Six banking sources told Reuters the country’s major state-owned banks were spotted swapping yuan for U.S. dollars in the forwards market and selling those dollars in the spot market, a playbook move used by China in 2018 and 2019 as well.
The selling seemed to be aimed at stabilising the yuan, with the swaps helping procure dollars as well as anchoring the price of yuan in forwards, said the sources, who have direct knowledge of market trades.
The yuan is down 11.6% versus the dollar this year. It was trading around 7.1980 per dollar on Monday.
One-year dollar/yuan forwards fell rapidly following the state bank actions, pushing the yuan to 6.95 per dollar.

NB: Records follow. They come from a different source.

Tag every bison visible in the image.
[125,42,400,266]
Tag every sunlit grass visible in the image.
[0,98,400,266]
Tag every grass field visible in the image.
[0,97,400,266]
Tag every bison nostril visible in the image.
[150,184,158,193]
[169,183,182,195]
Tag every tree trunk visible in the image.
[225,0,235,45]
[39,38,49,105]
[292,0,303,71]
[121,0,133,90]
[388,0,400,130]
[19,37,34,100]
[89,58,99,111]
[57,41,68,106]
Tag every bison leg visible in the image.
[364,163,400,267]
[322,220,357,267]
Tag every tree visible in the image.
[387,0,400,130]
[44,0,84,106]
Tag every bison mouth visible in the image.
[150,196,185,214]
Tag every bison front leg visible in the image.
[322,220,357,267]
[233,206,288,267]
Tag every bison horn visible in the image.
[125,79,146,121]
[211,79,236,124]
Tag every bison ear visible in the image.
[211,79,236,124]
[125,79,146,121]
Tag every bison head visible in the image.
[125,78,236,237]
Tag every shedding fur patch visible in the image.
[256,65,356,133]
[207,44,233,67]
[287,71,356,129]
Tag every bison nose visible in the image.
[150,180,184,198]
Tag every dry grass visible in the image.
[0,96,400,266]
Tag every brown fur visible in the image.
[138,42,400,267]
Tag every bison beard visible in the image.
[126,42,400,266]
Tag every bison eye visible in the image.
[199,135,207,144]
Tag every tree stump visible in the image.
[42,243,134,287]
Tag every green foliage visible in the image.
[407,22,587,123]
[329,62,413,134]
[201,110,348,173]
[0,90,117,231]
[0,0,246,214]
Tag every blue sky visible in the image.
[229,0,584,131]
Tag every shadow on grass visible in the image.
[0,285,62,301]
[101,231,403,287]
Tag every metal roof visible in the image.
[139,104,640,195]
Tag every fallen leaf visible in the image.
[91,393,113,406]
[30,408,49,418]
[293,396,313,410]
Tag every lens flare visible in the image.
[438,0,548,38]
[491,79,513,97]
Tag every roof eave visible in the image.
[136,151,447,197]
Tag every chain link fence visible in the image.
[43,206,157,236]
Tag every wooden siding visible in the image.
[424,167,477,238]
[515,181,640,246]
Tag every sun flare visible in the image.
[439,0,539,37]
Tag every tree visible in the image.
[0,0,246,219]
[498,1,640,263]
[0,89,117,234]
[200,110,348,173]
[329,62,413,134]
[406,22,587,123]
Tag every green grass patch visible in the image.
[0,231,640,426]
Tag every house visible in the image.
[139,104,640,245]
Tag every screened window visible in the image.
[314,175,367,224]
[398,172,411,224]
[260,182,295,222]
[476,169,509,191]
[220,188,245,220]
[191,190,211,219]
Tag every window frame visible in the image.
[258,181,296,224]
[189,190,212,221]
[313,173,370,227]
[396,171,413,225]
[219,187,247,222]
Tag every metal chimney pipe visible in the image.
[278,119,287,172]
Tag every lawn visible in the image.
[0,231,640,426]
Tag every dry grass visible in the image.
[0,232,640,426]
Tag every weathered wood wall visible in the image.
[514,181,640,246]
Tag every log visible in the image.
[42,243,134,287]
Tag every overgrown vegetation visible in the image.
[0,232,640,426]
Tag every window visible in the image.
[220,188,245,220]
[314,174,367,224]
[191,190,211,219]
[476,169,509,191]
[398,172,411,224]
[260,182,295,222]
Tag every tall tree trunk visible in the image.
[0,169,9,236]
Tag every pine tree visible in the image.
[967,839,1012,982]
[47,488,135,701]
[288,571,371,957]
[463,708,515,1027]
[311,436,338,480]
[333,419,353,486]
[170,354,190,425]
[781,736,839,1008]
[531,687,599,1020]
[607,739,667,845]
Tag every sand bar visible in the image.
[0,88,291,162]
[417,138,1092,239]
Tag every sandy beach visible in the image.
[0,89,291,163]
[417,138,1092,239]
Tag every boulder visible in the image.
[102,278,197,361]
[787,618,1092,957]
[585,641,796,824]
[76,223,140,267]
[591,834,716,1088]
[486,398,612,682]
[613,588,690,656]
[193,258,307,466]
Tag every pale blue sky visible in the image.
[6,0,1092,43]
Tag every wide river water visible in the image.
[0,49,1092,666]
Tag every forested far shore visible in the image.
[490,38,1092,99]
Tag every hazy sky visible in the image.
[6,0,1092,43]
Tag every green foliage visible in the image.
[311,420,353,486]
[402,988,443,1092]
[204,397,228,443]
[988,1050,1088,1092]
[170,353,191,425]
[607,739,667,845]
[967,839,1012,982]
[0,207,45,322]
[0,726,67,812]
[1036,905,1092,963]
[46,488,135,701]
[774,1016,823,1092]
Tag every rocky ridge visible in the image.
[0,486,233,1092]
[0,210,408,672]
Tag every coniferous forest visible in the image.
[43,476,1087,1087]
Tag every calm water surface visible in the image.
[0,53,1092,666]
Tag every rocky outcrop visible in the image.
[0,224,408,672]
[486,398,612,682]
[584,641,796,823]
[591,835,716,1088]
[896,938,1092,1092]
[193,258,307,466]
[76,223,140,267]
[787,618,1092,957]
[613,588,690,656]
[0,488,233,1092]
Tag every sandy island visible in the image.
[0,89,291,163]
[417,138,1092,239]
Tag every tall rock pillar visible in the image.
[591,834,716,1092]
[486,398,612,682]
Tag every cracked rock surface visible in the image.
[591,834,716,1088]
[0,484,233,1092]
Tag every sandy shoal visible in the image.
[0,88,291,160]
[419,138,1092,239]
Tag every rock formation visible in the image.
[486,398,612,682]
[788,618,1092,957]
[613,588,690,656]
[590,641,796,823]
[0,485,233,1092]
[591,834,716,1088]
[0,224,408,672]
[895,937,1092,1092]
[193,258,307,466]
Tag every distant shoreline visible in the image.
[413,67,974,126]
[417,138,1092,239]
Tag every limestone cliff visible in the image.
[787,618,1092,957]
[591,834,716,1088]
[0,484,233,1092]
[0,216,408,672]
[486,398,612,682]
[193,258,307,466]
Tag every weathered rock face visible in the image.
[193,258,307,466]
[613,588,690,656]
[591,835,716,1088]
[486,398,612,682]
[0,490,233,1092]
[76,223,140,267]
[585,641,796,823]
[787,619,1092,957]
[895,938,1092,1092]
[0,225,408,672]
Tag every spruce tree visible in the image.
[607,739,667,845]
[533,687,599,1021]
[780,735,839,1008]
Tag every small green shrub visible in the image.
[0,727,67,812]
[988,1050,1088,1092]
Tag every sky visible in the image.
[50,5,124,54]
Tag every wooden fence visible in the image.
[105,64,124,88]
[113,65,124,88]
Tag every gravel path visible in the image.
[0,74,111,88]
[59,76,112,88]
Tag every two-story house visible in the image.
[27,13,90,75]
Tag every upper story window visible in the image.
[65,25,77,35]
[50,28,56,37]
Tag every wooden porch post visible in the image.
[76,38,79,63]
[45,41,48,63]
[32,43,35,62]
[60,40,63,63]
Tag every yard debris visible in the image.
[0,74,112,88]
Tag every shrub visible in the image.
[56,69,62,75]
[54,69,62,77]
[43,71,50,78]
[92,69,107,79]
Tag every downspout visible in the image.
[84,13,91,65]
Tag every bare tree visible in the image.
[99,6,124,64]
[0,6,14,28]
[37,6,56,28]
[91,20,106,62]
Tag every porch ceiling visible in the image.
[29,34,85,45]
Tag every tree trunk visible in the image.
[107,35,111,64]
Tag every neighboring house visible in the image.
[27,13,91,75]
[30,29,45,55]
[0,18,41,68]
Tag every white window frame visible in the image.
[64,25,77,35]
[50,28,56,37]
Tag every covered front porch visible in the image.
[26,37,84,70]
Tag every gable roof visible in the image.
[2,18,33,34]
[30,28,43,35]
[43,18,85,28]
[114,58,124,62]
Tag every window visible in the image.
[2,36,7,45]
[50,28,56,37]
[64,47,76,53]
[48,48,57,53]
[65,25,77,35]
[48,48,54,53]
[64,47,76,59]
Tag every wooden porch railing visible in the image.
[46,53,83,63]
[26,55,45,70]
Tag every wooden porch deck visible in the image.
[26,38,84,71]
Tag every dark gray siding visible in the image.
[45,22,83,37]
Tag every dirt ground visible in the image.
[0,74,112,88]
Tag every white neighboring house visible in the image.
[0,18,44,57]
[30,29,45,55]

One of the sources noted the size of the dollar selling operation was “rather huge”.
“The big banks want to acquire dollar positions from the swap market to stabilise the spot market,” said another source.
State banks usually trade on behalf of the central bank in China’s FX market, but they can also trade for their own purposes or execute orders for their corporate clients.
A third source noted that the state banks’ trades appeared to be managed so that the country’s closely-watched $3 trillion foreign exchange reserves will not be tapped for intervention.
At the same time, the move helps state banks to procure dollars at a time when rising U.S. yields have made dollars scarce and expensive.
China burned through $1 trillion of reserves supporting the yuan during the economic downturn in 2015, and the sharp reduction in the official reserves attracted much criticism.